Well my mom is the arabian gal. She allowed me to pick a breed of my choice to ride. Surprisingly, she got into them and we've bought semen, so yeah, i guess you could say we breed both now. but we dont have as many fjords as arabs, but like i said, it's mainly my thing.


----------



## kitten_Val (Apr 25, 2007)

Ha-ha-ha! They look VERY cute in dressage!


----------



## Solon (May 11, 2008)

Wonderful pics! You guys look great together.


----------



## Angel_Leaguer (Jun 13, 2008)

I WANT!!!!!! I have always wanted a fjord... but i cant quite afford one yet and i would need a place to keep it. I bet they are soo much fun to ride.

Sorry about my little outburst there... I dont know anything about dressage but you guys look good...lucky duck


----------



## Kirsti Arndt (Jun 23, 2008)

you look fabulous!!!!!!!!!!!!!!i love the fiords, very handsome


----------



## PoptartShop (Jul 25, 2010)

I'm also unable to critique as I don't do dressage, but wow pretty horses.  They look like twins, LOL! :lol:


----------



## mudypony (Jan 30, 2008)

You both look AWESOME!!
I've always wanted a Fjord as long as I can remember.
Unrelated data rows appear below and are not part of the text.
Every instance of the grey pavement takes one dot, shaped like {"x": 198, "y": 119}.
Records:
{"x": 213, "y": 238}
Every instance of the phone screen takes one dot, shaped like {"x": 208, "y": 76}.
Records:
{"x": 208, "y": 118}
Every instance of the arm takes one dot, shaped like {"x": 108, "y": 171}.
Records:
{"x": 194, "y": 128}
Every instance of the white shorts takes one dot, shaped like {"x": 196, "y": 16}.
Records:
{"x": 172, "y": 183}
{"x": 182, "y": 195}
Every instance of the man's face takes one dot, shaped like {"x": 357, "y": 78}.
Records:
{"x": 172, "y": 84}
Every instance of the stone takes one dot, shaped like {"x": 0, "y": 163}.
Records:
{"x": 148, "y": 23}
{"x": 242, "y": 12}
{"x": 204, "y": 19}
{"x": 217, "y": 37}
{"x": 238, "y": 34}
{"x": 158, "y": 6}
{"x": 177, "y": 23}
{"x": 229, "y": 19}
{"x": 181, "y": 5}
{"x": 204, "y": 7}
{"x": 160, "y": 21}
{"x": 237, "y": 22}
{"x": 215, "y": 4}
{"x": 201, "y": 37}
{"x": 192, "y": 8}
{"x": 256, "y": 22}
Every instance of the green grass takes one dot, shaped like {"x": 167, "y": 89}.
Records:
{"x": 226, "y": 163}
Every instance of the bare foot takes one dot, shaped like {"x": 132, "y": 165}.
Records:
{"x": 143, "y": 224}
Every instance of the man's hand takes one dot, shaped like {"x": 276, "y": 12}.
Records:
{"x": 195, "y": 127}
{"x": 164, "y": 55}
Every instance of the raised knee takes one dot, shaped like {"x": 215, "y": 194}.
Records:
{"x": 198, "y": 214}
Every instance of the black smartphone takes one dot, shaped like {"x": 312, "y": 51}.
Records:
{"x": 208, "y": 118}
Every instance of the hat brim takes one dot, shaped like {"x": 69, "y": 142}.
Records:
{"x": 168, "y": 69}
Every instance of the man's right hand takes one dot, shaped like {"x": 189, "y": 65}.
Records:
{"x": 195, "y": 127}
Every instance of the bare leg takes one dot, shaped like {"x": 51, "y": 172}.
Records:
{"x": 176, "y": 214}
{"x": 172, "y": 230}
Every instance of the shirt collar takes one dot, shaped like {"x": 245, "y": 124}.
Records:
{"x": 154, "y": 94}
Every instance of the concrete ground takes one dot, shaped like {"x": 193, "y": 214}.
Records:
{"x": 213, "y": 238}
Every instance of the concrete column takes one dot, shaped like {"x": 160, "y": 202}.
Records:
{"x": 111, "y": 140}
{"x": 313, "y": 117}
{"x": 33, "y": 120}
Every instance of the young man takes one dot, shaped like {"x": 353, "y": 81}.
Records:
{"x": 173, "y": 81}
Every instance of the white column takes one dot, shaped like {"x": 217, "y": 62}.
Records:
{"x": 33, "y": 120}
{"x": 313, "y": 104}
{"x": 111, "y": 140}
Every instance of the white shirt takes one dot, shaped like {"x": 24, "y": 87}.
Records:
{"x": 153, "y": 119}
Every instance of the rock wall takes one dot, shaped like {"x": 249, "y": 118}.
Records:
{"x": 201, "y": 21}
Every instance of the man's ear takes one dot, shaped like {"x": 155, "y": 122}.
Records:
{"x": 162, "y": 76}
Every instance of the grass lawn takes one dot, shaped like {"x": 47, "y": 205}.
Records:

They're just so unique and great all around horses.


----------



## FoxyRoxy1507 (Jul 15, 2008)

you guys look really cute, i like your position but the horses look like they could be up into the bit a little more, i dont know if that's possible since they have such short thick necks but that's the only fault i can see


----------



## FoxyRoxy1507 (Jul 15, 2008)

i forgot to add that u guys are adorable and the horses are BEAUTIFUL!


----------



## threestargirl (Jul 5, 2008)

*Lookin' Good!*

They look pretty good to me, especially for Fjords.


----------



## ally_loves_her_horses (Jul 5, 2008)

wow .. to be completely honest when i read the heading dressage with my fjords i thought woww !! NEVER seen or heard of that before !! but omg that look amazing ..  well donee , just hands up a bit heels down a bit more and sit back a lil bit  

NICEE !!

allyy


----------



## DolRaeArabians (Jul 19, 2008)

thnxx, they are wonderful, easy-going horses. they are becomeing more and more popular in the show ring.
thxx for the advice too!


----------



## girl_on_black_pony (Jul 19, 2008)

Heels down a tad more.
How much do fjords cost?!


----------